Avec une caméra et deux collègues, le cinéaste derrière le documentaire Cirque du Soleil : sans filet, s’est cette fois immiscé pendant une année entière dans la vie de 10 étudiants du Conservatoire d’art dramatique de Montréal, de deux jeunes qui rêvent d’y entrer et d’un acteur fraîchement diplômé qui en est encore à ses premiers pas dans le métier.
«À la fin de l’année, mon équipe était rendue très proche des comédiens, se souvient-il. Ils étaient tellement habitués à notre présence avec la caméra qu’on faisait quasiment partie des meubles!»
Le documentariste a suivi ses 13 protégés à leurs auditions, à leurs cours et répétitions, à leurs spectacles, à leur gala de fin d’année… Il les a aussi accompagnés dans leur quotidien, dans leurs diverses jobines pour réussir à boucler les fins de mois, dans leurs angoisses, leurs questionnements et leurs espoirs.
«Chacun a un moment pour s’exprimer, et ensemble ils forment un tout, raconte le cinéaste. Le documentaire ne s’intéresse pas à leur individualité en tant que personne, mais à leur individualité en tant que futur, ancien ou présent étudiant en théâtre.»
Un métier de passionné
Bachir Bensaddek a été impressionné par la passion qui animait les jeunes comédiens qu’il a côtoyés.

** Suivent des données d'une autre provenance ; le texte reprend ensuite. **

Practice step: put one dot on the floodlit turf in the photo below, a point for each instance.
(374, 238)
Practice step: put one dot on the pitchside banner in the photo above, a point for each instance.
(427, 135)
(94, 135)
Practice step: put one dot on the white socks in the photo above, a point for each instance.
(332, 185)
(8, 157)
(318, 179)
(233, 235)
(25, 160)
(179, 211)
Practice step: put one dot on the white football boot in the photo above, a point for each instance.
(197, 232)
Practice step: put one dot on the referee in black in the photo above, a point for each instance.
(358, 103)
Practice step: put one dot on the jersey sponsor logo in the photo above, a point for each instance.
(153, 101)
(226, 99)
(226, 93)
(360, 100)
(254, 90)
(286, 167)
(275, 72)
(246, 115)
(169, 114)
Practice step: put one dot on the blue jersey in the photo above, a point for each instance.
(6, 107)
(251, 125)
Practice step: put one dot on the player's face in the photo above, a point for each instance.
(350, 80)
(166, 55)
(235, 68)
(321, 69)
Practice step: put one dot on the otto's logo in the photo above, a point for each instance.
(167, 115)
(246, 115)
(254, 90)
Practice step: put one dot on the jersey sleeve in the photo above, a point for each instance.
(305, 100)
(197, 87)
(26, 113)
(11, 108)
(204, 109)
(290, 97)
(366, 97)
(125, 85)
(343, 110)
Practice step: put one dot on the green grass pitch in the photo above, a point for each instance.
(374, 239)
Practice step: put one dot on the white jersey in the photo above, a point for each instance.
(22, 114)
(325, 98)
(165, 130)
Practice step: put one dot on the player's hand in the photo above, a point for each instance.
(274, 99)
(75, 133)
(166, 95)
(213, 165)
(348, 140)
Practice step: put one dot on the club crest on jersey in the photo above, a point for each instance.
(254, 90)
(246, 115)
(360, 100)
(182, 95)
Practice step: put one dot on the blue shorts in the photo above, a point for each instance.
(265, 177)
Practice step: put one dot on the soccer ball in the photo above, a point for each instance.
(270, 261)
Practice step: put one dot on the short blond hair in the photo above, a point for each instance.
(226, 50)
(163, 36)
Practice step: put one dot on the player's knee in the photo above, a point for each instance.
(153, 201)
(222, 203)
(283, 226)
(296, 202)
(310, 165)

«Ils ont une rage et une détermination d’y arriver, raconte-t-il. Il faut de la passion pour exercer tous les métiers, mais c’est encore plus vrai pour le métier d’acteur.»
La jeune comédienne Ève Landry, une étudiante du Conservatoire ayant participé au documentaire, a eu beaucoup de plaisir à visionner J’me voyais déjà, qui est à son avis très fidèle à la réalité des acteurs en devenir.
«On voit que ce qu’on fait et ce qu’on vit est dur, mais qu’on est tous heureux de le faire», commente-t-elle.
«Je rêve d’être actrice depuis que j’ai huit ans, souligne-t-elle. Je me suis fait répéter cent fois que ça allait être dur, et je le sais. Mais quand je suis sur scène, je sais que ça en vaut la peine et j’ai le sentiment du devoir accompli.»
Ève Landry et Bachir Bensaddek espèrent tous deux que J’me voyais déjà ne découragera personne de se lancer dans une carrière de comédien.
«J’espère que les gens retiendront du film que, malgré les difficultés, être acteur est le plus beau métier du monde pour ceux qui sont passionnés par le jeu et qui le veulent vraiment», soutient Ève Landry, qui a participé à plusieurs projets depuis sa sortie du Conservatoire, il y a maintenant un an et demi.